How or where do I even begin to write about something that doesn't even seem possible. I have tried to process it a million times, but it never makes sense and there's no clarity found. So many questions I ask myself over and over. Hoping somehow I'll figure out the answers. I play the day I heard the news over and over again in my head trying to make sure it really happened. It can't be. Not him. It would never be him.
The you I knew was the light of every room you stepped into. You were the rock when I was weak. You were my out-of-tune singing partner that didn't care if the world watched as he danced around. You were the guy that snorted so loud every time he laughed, it made everyone else laugh. I can still hear it.
I know over the years we got busy and life drifted us apart, but I was always cheering you on from afar.
I should have said something.
The memories we have together keep flooding back. You're everywhere. In a song, in a show, in clothes, in logos. Things I saw a hundred times since the last time we spoke that never failed to make me think of you.
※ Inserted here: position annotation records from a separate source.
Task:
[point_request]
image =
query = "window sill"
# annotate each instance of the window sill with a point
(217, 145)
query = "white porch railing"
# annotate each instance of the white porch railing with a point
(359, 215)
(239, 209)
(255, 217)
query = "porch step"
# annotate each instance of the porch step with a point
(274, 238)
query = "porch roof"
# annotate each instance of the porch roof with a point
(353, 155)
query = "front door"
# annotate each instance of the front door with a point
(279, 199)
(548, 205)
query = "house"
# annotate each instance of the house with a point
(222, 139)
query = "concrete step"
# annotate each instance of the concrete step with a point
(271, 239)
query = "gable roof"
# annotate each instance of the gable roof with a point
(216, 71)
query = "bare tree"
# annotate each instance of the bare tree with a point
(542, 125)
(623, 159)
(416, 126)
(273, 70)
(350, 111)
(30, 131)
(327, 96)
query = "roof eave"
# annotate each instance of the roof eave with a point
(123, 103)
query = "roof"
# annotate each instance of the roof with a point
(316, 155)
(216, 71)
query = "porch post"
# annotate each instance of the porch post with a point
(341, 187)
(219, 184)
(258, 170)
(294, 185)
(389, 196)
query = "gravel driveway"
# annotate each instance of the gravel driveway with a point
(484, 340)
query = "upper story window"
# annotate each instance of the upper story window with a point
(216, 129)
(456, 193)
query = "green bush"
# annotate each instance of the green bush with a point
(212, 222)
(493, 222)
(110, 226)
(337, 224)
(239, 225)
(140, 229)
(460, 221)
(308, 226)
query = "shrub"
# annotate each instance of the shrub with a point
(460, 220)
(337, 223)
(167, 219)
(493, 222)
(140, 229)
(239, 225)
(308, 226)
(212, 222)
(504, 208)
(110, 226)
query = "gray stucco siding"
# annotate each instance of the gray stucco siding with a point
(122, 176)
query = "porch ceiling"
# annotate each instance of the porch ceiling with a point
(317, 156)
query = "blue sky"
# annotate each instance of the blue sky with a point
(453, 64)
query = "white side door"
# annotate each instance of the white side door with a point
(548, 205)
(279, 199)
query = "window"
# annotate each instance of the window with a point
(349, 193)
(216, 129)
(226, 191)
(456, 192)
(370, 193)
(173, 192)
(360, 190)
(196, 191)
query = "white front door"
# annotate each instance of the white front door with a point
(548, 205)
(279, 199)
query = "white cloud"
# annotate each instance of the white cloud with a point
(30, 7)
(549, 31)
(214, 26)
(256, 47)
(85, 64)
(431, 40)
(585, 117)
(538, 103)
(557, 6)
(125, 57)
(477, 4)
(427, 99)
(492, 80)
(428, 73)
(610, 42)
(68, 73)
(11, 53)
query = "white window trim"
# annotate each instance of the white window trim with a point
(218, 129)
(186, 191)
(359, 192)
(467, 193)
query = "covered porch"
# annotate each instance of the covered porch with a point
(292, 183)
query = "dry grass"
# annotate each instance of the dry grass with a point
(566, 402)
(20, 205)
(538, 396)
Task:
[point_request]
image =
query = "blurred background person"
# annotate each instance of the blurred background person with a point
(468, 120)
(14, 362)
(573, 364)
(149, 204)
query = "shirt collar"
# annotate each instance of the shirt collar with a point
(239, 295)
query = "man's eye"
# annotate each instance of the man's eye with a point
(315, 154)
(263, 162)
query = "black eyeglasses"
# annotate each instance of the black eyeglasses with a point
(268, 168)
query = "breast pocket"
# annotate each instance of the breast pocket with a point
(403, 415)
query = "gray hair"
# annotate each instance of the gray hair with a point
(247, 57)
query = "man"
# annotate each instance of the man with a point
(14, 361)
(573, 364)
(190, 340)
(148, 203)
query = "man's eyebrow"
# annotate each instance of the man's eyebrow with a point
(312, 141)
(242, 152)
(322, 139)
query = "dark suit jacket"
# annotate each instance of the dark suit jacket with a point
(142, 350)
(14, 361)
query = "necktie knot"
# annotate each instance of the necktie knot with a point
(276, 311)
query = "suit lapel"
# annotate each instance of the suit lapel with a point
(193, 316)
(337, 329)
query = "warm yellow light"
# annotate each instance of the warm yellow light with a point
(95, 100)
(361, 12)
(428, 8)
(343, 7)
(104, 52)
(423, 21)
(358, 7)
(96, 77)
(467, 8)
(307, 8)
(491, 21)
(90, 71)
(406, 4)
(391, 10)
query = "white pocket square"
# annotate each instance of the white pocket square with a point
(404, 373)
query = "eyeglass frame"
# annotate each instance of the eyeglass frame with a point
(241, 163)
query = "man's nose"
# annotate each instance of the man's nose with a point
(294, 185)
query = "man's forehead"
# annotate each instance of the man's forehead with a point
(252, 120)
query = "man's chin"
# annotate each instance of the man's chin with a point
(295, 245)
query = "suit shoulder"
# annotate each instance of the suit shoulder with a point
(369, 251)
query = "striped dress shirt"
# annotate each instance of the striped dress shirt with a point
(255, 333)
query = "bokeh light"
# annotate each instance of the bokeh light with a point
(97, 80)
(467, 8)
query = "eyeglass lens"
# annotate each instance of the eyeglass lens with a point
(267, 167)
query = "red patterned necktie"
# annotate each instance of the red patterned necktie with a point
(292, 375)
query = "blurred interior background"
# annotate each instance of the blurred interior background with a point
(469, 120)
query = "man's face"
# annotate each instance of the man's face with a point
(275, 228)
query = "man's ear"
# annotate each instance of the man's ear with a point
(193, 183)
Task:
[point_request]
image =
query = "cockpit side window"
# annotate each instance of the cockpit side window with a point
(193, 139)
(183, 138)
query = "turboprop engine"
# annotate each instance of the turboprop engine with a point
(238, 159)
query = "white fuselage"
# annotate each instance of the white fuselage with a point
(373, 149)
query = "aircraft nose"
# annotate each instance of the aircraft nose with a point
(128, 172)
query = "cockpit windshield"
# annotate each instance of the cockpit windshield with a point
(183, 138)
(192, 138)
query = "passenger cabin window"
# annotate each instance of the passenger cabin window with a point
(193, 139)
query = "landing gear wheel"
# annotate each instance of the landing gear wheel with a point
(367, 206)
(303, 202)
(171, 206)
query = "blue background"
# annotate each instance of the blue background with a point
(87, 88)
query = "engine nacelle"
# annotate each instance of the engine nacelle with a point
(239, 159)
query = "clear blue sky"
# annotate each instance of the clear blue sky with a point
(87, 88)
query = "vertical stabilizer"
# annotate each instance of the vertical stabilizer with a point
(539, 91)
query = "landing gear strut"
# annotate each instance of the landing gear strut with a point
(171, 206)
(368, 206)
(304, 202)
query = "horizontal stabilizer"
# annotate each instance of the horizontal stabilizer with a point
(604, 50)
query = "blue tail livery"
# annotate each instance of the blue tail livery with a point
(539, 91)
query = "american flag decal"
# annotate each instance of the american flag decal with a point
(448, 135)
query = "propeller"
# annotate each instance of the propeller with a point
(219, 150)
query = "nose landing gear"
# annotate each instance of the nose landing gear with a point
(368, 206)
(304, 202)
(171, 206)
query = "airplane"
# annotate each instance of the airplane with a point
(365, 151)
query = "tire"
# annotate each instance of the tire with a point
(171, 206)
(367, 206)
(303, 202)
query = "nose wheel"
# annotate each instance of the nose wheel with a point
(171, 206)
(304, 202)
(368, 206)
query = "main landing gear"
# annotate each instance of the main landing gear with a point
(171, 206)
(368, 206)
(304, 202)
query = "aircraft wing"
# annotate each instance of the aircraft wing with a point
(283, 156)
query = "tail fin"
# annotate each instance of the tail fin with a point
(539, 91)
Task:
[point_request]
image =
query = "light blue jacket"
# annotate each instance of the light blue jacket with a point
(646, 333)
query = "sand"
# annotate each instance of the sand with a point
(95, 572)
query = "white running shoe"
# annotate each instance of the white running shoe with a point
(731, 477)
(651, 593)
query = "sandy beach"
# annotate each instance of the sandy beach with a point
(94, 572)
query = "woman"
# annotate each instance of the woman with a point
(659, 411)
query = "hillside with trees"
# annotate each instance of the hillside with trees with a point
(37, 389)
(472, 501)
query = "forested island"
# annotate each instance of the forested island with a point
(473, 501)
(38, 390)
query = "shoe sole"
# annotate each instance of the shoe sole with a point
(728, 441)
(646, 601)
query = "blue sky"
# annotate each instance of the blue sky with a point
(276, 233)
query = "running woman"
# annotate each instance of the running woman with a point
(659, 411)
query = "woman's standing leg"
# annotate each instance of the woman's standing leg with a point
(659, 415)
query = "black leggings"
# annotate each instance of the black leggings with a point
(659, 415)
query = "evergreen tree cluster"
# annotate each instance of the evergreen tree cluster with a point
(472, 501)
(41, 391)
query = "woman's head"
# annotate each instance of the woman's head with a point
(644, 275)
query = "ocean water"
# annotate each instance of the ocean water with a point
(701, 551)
I should have said something.
Would it have changed anything ?
The “what ifs” race through my head all day. I'm sorry I didn't say it to you more, but I was so proud of you. I'm sorry that while you kept everyone strong you were fighting your own battle alone, not to burden anyone I'm sure. I'm sorry that I didn't do a good enough job in telling you just how much you mattered to me and how much you truly impacted my life for years. I'm sorry that I took you for granted thinking you'd always be there when I needed you, but wasn't there when you needed me. I'm sorry I let time pass without making an effort.
I'm sorry.
I know the I'm sorry's can't fix anything now, and if I had the chance to say anything to you, it wouldn't be I'm sorry.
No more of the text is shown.